Tertiary hyperparathyroidism (HPT III) occurs when an excess of parathyroid hormone (PTH) is secreted by parathyroid glands, usually after longstanding secondary hyperparathyroidism. Some authorities reserve the term for secondary hyperparathyroidism that persists after successful renal transplantation. Long-standing chronic kidney disease (CKD) is associated with several metabolic disturbances that lead to increased secretion of PTH, including hyperphosphatemia, calcit-riol deficiency, and hypocalcaemia. Hyperphosphatemia has a direct stimulatory effect on the parathyroid gland cell resulting in nodular hyperplasia and increased PTH secretion. Prolonged hypocalcaemia also causes parathyroid chief cell hyperplasia and excess PTH. Af-ter correction of the primary disorder CKD by renal transplant, the hypertrophied parathyroid tissue fails to resolute, enlarge over and continues to oversecrete PTH, despite serum calcium levels that are within the reference range or even elevated. They also may become resistant to calcimimetic treatment. The main indication for treatment is persistent hypercalcemia and/or an increased PTH, and the primary treatment is surgery. Three procedures are commonly performed: total parathyroidectomy with or without autotransplantation, subtotal parathyroidectomy, and limited parathyroidectomy. It is important to remove superior parts of thymus as well. The most appropriate surgical procedure, whether it be total, subtotal, or anything less than subtotal including "limited" or "focused" parathyroidectomies, continues to be unclear and controversial. Surgical complications are rare, and para-thyroidectomy appears to be a safe and feasible treatment option for HPT III.

摘要

三发性甲状旁腺功能亢进症(HPT III)是指甲状旁腺分泌过多甲状旁腺激素(PTH),通常发生在长期继发性甲状旁腺功能亢进之后。
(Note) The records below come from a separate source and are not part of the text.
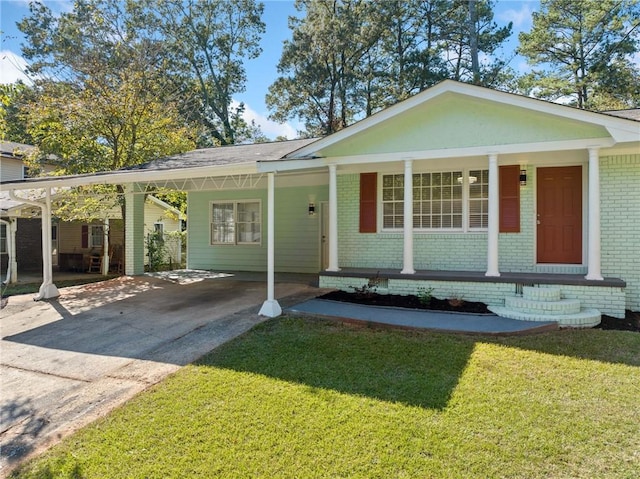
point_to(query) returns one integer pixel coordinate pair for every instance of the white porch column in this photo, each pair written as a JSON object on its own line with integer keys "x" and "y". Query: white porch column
{"x": 105, "y": 247}
{"x": 333, "y": 219}
{"x": 494, "y": 217}
{"x": 13, "y": 266}
{"x": 47, "y": 288}
{"x": 270, "y": 307}
{"x": 407, "y": 257}
{"x": 133, "y": 230}
{"x": 593, "y": 240}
一些权威机构将该术语保留给成功肾移植后持续存在的继发性甲状旁腺功能亢进。长期慢性肾脏病(CKD)与多种代谢紊乱相关,这些紊乱会导致 PTH 分泌增加,包括高磷血症、活性维生素 D 缺乏和低钙血症。高磷血症对甲状旁腺细胞有直接刺激作用,导致结节性增生和 PTH 分泌增加。长时间低钙血症也会导致甲状旁腺主细胞增生和 PTH 过量。在通过肾移植纠正 CKD 的主要疾病后,尽管血清钙水平在参考范围内甚至升高,增生的甲状旁腺组织仍无法恢复正常,继续过度分泌 PTH。它们也可能对钙敏感受体治疗产生抗性。治疗的主要指征是持续高钙血症和/或 PTH 升高,主要治疗方法是手术。通常进行三种手术:甲状旁腺全切除加或不加自体移植、甲状旁腺次全切除和甲状旁腺部分切除。切除胸腺上部也很重要。最适当的手术方式,无论是全切除、次全切除还是小于次全切除的手术,包括“有限”或“聚焦”甲状旁腺切除术,仍然不清楚和有争议。手术并发症罕见,甲状旁腺切除术似乎是 HPT III 的安全可行的治疗选择。